Ahora bien?¿saben de cuántas víctimas fatales estamos hablando? Nada menos que de 2 mil 385, un número que pudiera ser significativamente mayor si le sumamos las que ocurren con posterioridad al accidente en los hospitales adonde son llevados los heridos, muchos de los cuales no sobreviven debido a la gravedad de sus lesiones.

Otro dato todavía más trágico es que la edad promedio del 72 porciento de esas victimas fatales es apenas 24 años. ¡Vidas truncadas prematuramente a consecuencia de accidentes que en su gran mayoría son provocados por conductores ebrios o bajo los efectos de las drogas, de conducir en forma temeraria violando las más elementales normas de prudencia y legales, de exceso de velocidad y desconocer la luz roja, como causas principales¡

Pero el perjuicio no se detiene en esas cifras. A ellas se añade un alto número de heridos, muchos con lesiones incapacitantes que los obligan a un largo proceso de rehabilitación y que en no pocos casos, quedan con algún grado más o menos significativo de minusvalidez por el resto de sus vidas.
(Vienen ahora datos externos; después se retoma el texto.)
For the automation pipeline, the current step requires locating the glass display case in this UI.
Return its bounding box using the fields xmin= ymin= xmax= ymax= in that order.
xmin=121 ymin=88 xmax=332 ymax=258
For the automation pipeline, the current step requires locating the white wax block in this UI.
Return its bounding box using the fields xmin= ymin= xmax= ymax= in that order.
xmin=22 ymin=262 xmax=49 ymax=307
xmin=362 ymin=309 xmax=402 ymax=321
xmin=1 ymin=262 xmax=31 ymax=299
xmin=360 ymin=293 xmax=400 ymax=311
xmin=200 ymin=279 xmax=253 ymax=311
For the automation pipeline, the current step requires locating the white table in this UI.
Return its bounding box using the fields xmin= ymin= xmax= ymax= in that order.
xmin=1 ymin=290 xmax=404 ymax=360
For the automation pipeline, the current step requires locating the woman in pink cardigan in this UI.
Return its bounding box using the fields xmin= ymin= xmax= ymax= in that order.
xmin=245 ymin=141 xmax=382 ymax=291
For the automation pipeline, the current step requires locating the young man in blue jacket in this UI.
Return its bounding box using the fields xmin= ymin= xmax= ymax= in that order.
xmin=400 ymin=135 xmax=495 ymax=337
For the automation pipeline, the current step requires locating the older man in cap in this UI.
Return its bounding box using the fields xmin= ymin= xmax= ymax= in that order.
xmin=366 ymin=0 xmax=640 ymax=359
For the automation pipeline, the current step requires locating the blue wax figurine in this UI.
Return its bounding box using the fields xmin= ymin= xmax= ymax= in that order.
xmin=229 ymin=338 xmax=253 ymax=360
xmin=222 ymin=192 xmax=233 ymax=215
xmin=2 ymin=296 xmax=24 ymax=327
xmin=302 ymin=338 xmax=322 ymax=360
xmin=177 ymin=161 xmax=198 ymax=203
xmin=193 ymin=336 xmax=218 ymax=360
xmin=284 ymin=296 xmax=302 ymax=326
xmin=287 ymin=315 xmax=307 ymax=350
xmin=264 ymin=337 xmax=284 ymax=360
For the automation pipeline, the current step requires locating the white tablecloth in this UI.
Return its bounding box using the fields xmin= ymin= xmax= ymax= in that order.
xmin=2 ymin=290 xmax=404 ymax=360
En cuanto a los daños materiales reportados, la cantidad también quita la respiración. Nada más y nada menos que el pasado 2009 alcanzaron el impresionante monto de 44 mil 547 millones de pesos, muy superior al mismo subsidio eléctrico.

Todo lo anterior justifica sobradamente la adopción de las más enérgicas medidas encaminadas a poner freno a esta inacabable hemorragia de vidas y pérdidas materiales provocada por la violación de las regulaciones de tránsito y la falta de políticas sancionadoras suficientemente fuertes para que constituyan un disuasivo a la imprudencia y la irresponsabilidad de quienes por más que se intente, no quieren entender a las buenas por lo que es preciso hacerles sentir todo el peso de la ley.

Hacerlo así no es incurrir en métodos dictatoriales ni abusar de los llamados ?padres de familia?, que a fin de cuentas lo somos todos o casi todos. Es simplemente ejercer la democracia con energía, el feliz término que acuñó durante su mandato presidencial el venezolano Rómulo Betancourt, para recordar a los insensatos de su pueblo que libertad no es ni puede ser puerta abierta para el libertinaje.